JPMorgan's fiscal second-quarter net income rose to $6.3 billion, or $1.54 per share, on revenue of $24.5 billion, compared with a profit of $5.6 billion, or earnings per share of $1.46, on revenue of $25.3 billion a year ago.

Analysts polled by Thomson Reuters had expected earnings per share of $1.44 on revenue of $24.5 billion.

Revenue from the bank’s fixed-income trading unit tumbled 21 percent to $2.93 billion. However, the bank sold its physical commodities business to Mercuria last year for $3.5 billion. Adjusted for the sale, revenue from the bank’s fixed-income trading unit would have declined 10 percent.

In April, JPMorgan announced its quarterly profit gained 12 percent in the first quarter from a year ago to nearly $6 billion after revenue from its fixed-income trading unit rebounded. The investment giant previously saw its fourth-quarter profit tumble 6.6 percent due to $1.1 billion in legal expenses.

Shares of JPMorgan have jumped more than 20 percent in the last year.
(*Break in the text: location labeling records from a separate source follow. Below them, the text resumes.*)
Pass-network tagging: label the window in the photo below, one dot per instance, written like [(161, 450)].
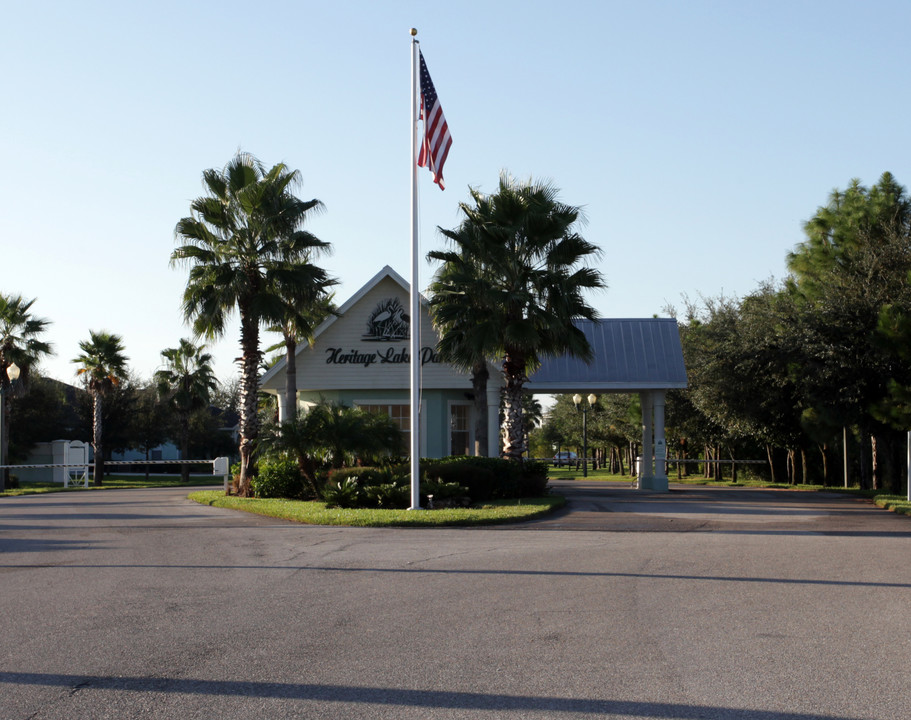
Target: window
[(399, 413), (459, 430)]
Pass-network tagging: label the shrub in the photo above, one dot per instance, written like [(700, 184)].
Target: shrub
[(444, 494), (389, 495), (533, 480), (278, 478), (344, 494)]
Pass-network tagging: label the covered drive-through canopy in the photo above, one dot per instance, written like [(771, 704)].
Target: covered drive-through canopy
[(630, 355)]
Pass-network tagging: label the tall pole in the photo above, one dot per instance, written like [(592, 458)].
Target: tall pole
[(415, 328), (2, 457), (584, 442)]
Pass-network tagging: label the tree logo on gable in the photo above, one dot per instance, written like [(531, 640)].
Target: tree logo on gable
[(388, 321)]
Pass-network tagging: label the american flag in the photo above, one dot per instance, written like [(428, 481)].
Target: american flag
[(437, 140)]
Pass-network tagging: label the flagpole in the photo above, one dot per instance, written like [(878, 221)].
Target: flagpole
[(415, 328)]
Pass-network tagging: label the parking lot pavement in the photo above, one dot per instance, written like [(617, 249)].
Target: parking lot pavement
[(699, 603), (617, 506)]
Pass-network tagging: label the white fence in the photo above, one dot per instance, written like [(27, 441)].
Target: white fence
[(76, 473)]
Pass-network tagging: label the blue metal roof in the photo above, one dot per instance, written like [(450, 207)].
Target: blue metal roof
[(630, 355)]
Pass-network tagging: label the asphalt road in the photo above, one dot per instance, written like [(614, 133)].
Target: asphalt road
[(700, 603)]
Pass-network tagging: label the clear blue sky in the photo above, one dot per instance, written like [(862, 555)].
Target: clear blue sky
[(697, 135)]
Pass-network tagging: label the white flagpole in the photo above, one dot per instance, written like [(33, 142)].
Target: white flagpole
[(415, 297)]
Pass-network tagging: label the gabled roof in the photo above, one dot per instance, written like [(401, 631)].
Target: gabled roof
[(332, 319), (630, 355)]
Meanwhile, shares of Wells Fargo (NYSE:WFC) rose 0.3 percent to $56.92 Tuesday despite the fourth-largest U.S. bank posting earnings in line with Wall Street expectations. The San Francisco bank’s results were driven by strong growth in loans and deposits compared with a year ago, but lower fees weighed on revenue growth.

Higher interest rates also hurt revenue from the company's mortgage banking unit as revenue fell 1 percent to $1.71 billion in the second quarter from a year earlier. Mortgage rates jumped to an eight-month high last month, rising above 4 percent.

The average rate on a 30-year fixed-rate mortgage rose to 4.19 percent during the week ended June 26, according to bankrate.com. In mid-April, mortgage rates were at the lowest point in nearly two years when the average 30-year fixed mortgage rate was 3.79 percent.

Wells Fargo posted fiscal second-quarter net income of $5.72 billion, or $1.03 per share, on revenue of $21.3 billion. That compares with a profit of $5.73 billion, or earnings per share of $1.01, on revenue of $21.07 billion a year earlier.

Analysts had expected Wells Fargo to report earnings per share of $1.03 on revenue of $21.7 billion.

Well Fargo, the biggest mortgage lender, announced in April it saw its first-quarter profit decline 3 percent from a year earlier as expenses rose, marking the bank's first profit drop in more than four years. Of the large banks, Wells Fargo has been more negatively affected than peers by low interest rates and shrinking net interest margins.

Looking ahead this year, the financial sector looks set to benefit as the Fed is expected to raise interest rates either at its June or September meeting. A hike in interest rates would improve the net interest margins of large banks.

Shares of Wells Fargo have gained more than 10 percent in the last 12 months.